Personal information
- Full name: Alan Gabriel Rodríguez
- Date of birth: 1 May 1993 (age 31)
- Place of birth: San Isidro, Argentina
- Height: 1.86 m (6 ft 1 in)
- Position(s): Defender

Youth career
- 2008–2009: Barcelona Juniors Luján
- 2010–2013: All Boys
- 2013: Huracán

Senior career*
- Years: Team / Apps / (Gls)
- 2014–2015: Fénix / 3 / (0)
- 2016: Flandria / 0 / (0)
- 2016: Morell / 0 / (0)
- 2016–2017: Gavà / 11 / (0)
- 2017: Avezzano / 0 / (0)

= Alan Rodríguez (Argentine footballer) =

Argentine footballer

Alan Gabriel Rodríguez (born 1 May 1993) is an Argentine footballer who last played for Italian club Avezzano Calcio as a central defender or a left back.

==Club career==
Born in San Isidro, Buenos Aires, Rodríguez played youth football for three clubs including All Boys and Huracán, never appeared in a senior match for both clubs.
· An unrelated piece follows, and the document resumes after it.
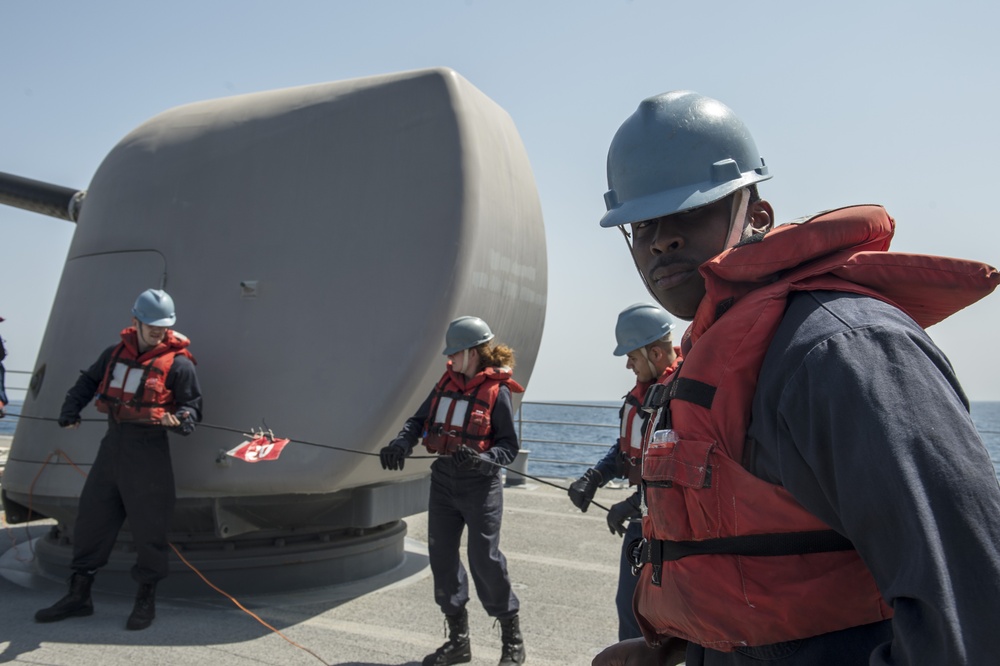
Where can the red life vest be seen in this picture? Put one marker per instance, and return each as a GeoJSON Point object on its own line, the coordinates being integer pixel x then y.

In June 2014 he joined Club Atlético Fénix in the Primera B Metropolitana, but only made his professional debut on 17 February of the following year by starting in a 1–2 home loss against Club Atlético Brown.

In January 2016 Rodríguez moved to CSyD Flandria, but left the club the following month to join CF Reus Deportiu. Initially assigned to the farm team CD Morell, he failed to make a senior appearance for both sides.

On 14 July 2016, Rodríguez signed for Segunda División B side CF Gavà.